Some D-licious foods
(it would seem taking a supplement does nothing for your joke writing skills)


  1. I think if people are going to benefit from Vitamin D they need to understand first that NATURALLY humans living as human DNA evolved in East Africa have a mean serum 25-hydroxyvitamin D concentration of 115 nmol/l. and these levels RISE as people age and when they are pregnant/breastfeeding.
    Average UK 25(OH)D levels are 25nmol/l at end of winter and at most 75nmol/l end of summer (probably not after this summer)So we are ALL well below the natural levels human DNA works best with.
    City Assays Vitamin D Blood Spot Test Birmingham NHS path lab do postal vit D testing for £25 or £20 if you bulk buy.
    It takes 3~5 months to reach a plateux so start by taking 1000iu/daily Vitamin D3 for each 25lbs you weigh at the moment.
    Bigger bodies need more than skinny bodies.
    After you get your test results back reduce intake by 1000iu/d for each 25nmol/l you may be above 150nmol/l or increase by 1000 iu for each 25nmol/l below 125nmol/l. retest again every 6 months to keep at or above 125nmol/l
    The reason to stay above that target level (apart fromthe fact it's the point of natural vit d equilibrium) is that MS is an INFLAMMATORY condition and at 125nmol/l vitamin D3 is at it's most efficient at resolving inflammation.
    MS folks with higher Vit d levels have fewer flares and lower levels of disability.
    Amazon UK have 5000iu vit d drops at less than £10 for years supply. Morning with food is best.
    It's also worth pointing out "The Vitamin D Council" and "Grassrootshealth" are US charities informing people about Vitamin D3.
    We also need to know the 3 major forms of vitamin D in the body are Vitamin D3 (made under the surface of skin by action of UVB on 7 Dehydrocholesterol) Calcidiol (made out of Vit D3 and which circulates through the body in plasma Hlaf life about 28 days) and Calcitriol( the active hormonal form.(half life measured in hours)
    The switching from one form to another requires presence of MAGNESIUM, most people don't get the current RDA for magnesium so will improve the action of Vit d if they get slightly more magnesium daily than the current RDA.
    The Omega 3 fatty acid (from fish/fish oil) DHA also helps resolve inflammation and DOUBLES as a Vitamin D receptor ligand (acts like substitute for vit d as does curcumin from the turmeric spice) So if you want Vit d receptors to work efficiently with Vitamin D it's important to use both magnesium and omega 3 (high DHA) as well.

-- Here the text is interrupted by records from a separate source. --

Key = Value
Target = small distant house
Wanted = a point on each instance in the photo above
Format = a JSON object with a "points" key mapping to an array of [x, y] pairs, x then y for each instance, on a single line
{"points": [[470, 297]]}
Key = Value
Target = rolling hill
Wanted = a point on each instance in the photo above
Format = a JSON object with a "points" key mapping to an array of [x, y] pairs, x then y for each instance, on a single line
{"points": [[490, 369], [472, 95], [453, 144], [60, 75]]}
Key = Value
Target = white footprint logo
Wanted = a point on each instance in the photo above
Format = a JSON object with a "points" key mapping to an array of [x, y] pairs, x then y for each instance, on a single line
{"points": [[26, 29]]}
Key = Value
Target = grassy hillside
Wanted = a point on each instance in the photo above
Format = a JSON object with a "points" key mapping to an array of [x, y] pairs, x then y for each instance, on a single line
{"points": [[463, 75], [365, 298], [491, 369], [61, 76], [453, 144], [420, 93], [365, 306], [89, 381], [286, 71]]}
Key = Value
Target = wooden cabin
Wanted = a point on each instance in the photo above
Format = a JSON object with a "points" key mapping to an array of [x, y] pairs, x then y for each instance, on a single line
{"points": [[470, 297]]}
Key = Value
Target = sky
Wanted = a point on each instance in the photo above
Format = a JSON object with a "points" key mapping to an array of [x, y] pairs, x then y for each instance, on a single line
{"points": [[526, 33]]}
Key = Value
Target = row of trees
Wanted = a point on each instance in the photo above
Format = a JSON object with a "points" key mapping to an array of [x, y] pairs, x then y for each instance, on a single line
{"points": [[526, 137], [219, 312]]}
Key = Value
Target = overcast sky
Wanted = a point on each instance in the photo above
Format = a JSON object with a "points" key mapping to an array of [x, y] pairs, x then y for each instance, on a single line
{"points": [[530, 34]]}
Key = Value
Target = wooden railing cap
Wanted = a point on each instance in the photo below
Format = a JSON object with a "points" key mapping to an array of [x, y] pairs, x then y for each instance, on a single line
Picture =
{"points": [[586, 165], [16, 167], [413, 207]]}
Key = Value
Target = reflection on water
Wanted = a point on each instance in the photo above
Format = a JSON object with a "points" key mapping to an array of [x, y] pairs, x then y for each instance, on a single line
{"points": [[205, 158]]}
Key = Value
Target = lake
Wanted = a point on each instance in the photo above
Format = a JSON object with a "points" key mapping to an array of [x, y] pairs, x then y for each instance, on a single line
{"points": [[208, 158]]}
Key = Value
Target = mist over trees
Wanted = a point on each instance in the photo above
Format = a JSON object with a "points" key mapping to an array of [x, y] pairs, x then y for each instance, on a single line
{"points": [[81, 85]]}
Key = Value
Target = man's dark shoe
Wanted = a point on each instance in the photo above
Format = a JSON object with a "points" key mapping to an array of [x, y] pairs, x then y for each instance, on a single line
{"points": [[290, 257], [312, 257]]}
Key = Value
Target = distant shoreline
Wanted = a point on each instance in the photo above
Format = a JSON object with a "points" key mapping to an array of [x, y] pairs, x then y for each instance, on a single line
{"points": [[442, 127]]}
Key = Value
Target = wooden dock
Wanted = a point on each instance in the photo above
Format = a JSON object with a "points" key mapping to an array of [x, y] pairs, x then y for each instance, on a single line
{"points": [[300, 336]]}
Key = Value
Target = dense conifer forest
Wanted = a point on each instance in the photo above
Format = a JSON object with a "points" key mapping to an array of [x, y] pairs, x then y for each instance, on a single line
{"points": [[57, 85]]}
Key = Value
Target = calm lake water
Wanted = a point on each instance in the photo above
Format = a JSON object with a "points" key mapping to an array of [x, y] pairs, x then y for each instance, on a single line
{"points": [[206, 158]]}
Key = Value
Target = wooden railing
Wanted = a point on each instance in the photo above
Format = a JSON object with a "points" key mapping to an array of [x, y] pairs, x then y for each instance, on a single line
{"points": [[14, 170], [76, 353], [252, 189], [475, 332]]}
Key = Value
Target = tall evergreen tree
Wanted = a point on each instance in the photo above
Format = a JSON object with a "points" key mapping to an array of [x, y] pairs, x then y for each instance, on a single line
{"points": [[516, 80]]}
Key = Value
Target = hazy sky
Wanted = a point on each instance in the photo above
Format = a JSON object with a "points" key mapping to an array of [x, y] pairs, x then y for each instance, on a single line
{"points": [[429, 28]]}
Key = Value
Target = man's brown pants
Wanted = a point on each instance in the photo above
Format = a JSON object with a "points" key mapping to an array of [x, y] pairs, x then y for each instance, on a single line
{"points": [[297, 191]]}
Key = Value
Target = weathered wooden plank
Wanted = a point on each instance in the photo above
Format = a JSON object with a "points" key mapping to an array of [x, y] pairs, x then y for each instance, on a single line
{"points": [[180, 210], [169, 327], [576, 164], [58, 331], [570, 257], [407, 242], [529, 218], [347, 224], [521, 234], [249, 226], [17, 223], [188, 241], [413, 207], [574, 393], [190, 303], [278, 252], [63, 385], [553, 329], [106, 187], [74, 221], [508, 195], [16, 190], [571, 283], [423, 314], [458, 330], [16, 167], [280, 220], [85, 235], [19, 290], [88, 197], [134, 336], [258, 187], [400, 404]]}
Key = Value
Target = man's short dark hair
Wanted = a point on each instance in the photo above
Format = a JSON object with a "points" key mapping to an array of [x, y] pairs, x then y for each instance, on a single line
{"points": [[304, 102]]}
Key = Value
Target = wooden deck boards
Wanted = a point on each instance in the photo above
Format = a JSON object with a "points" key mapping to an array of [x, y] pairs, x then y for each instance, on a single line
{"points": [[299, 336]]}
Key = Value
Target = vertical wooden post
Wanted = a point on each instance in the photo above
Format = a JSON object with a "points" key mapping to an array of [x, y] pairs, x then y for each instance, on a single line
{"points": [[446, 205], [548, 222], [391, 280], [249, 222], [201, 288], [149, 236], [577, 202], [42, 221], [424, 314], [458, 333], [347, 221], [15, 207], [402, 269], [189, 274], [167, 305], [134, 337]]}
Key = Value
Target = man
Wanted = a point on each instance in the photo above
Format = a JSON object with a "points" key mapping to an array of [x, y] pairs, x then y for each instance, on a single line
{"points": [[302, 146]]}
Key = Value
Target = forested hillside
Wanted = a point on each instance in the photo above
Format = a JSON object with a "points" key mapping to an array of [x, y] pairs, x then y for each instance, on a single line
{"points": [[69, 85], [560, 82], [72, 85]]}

  2. Thank you for your reply Ted. When making enquiries and doing research, there seemed to be no common agreement on the exact dosage of vitamin D that is most beneficial, but everyone agreed that vitamin D *is* beneficial, and specifically for those with MS. It definitely seems worth looking into for those that haven't already explored it : o )

  3. Thanks Ed,

    Will be educating myself with this blog.